You can browse the full list and download individual features at https://alphapulldown.s3.embl.de/index.html or https://s3.embl.de/alphapulldown/index.html.
Installation
[!NOTE] For EMBL cluster users: You can access the directory with generated features files at
/g/alphafold/input_features/
To access the Features Database, you need to install the MinIO Client (mc).
Steps:
- Download the
mcbinary. - Make the binary executable.
- Move it to your
PATHfor system-wide access.
Example for AMD64 architecture:
curl -O https://dl.min.io/client/mc/release/linux-amd64/mc
chmod +x mc
sudo mv mc /usr/local/bin/
Verify installation:
To ensure mc is correctly installed, you can run:
mc --help
Configuration
Set up an alias for easy access to the AlphaPulldown Features Database hosted at EMBL:
mc alias set embl https://s3.embl.de "" "" --api S3v4
This alias allows you to interact with the Features Database as if it were a local directory.
Downloading Features
Once mc is installed and configured, you can start accessing the Features Database. The mc commands mimic standard bash commands.
List available organisms:
To view the list of available organisms with precomputed feature files, run:
mc ls embl/alphapulldown/input_features
Each organism directory contains compressed .pkl.xz feature files, named according to their UniProt ID.

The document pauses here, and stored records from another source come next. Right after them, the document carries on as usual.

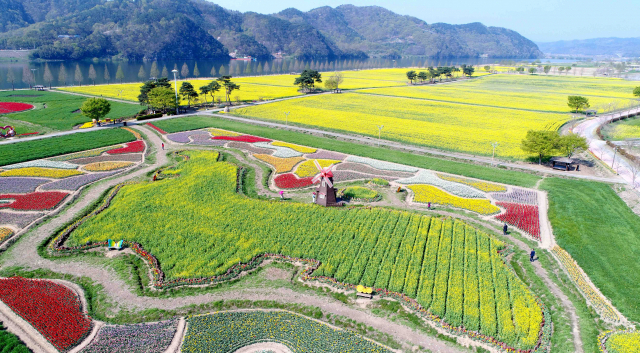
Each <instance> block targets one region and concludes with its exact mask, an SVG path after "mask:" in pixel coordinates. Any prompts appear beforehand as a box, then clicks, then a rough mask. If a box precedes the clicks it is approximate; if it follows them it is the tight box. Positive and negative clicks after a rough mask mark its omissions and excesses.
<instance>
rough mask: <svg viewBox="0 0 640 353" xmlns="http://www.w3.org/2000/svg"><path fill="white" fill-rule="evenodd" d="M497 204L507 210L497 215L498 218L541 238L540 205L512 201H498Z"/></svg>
mask: <svg viewBox="0 0 640 353" xmlns="http://www.w3.org/2000/svg"><path fill="white" fill-rule="evenodd" d="M496 205H498V206H500V207H503V208H505V209H506V210H507V212H506V213H503V214H501V215H498V216H496V218H497V219H499V220H501V221H503V222H505V223H508V224H510V225H512V226H514V227H518V228H519V229H521V230H523V231H525V232H527V233H529V234H531V235H532V236H533V237H534V238H536V239H538V240H540V215H539V212H538V206H532V205H523V204H519V203H511V202H496Z"/></svg>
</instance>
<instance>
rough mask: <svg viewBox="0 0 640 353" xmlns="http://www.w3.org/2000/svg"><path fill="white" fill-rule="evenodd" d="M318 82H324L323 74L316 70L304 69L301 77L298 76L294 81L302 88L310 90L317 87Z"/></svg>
mask: <svg viewBox="0 0 640 353" xmlns="http://www.w3.org/2000/svg"><path fill="white" fill-rule="evenodd" d="M316 83H322V75H321V74H320V73H319V72H318V71H315V70H304V71H302V74H300V76H299V77H296V79H295V81H294V82H293V84H294V85H296V86H300V88H301V89H302V90H303V91H305V92H309V91H311V90H312V89H314V88H315V84H316Z"/></svg>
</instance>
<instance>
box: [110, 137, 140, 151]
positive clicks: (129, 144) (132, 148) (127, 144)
mask: <svg viewBox="0 0 640 353" xmlns="http://www.w3.org/2000/svg"><path fill="white" fill-rule="evenodd" d="M140 152H144V141H141V140H138V141H134V142H129V143H127V145H126V146H125V147H122V148H116V149H114V150H110V151H107V153H108V154H123V153H140Z"/></svg>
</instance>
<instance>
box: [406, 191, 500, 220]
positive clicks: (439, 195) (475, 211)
mask: <svg viewBox="0 0 640 353" xmlns="http://www.w3.org/2000/svg"><path fill="white" fill-rule="evenodd" d="M407 188H409V189H411V191H413V192H414V193H415V198H414V199H413V201H415V202H420V203H429V202H431V203H432V204H438V205H443V206H452V207H457V208H462V209H465V210H469V211H473V212H477V213H480V214H483V215H489V214H494V213H498V212H500V209H499V208H498V207H496V206H494V205H492V204H491V202H489V200H478V199H465V198H462V197H458V196H455V195H451V194H448V193H446V192H444V191H442V190H440V189H438V188H436V187H435V186H431V185H409V186H407Z"/></svg>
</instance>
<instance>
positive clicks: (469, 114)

Download specific protein features:
For example, to download the feature file for the protein with UniProt ID Q6BF25 from Escherichia coli, use:
mc cp embl/alphapulldown/input_features/Escherichia_coli/Q6BF25.pkl.xz Q6BF25.pkl.xz
Download all features for an organism:
To download all feature files for proteins from a specific organism, such as E. coli, copy the entire directory:
mc cp --recursive embl/alphapulldown/input_features/Escherichia_coli/ ./Escherichia_coli/
Alternatively, you can mirror the contents of the organism’s directory, ensuring all files are synced between the source and your local directory:
mc mirror embl/alphapulldown/input_features/Escherichia_coli/ Escherichia_coli/
This command mirrors the remote directory to your local system, keeping both locations in sync.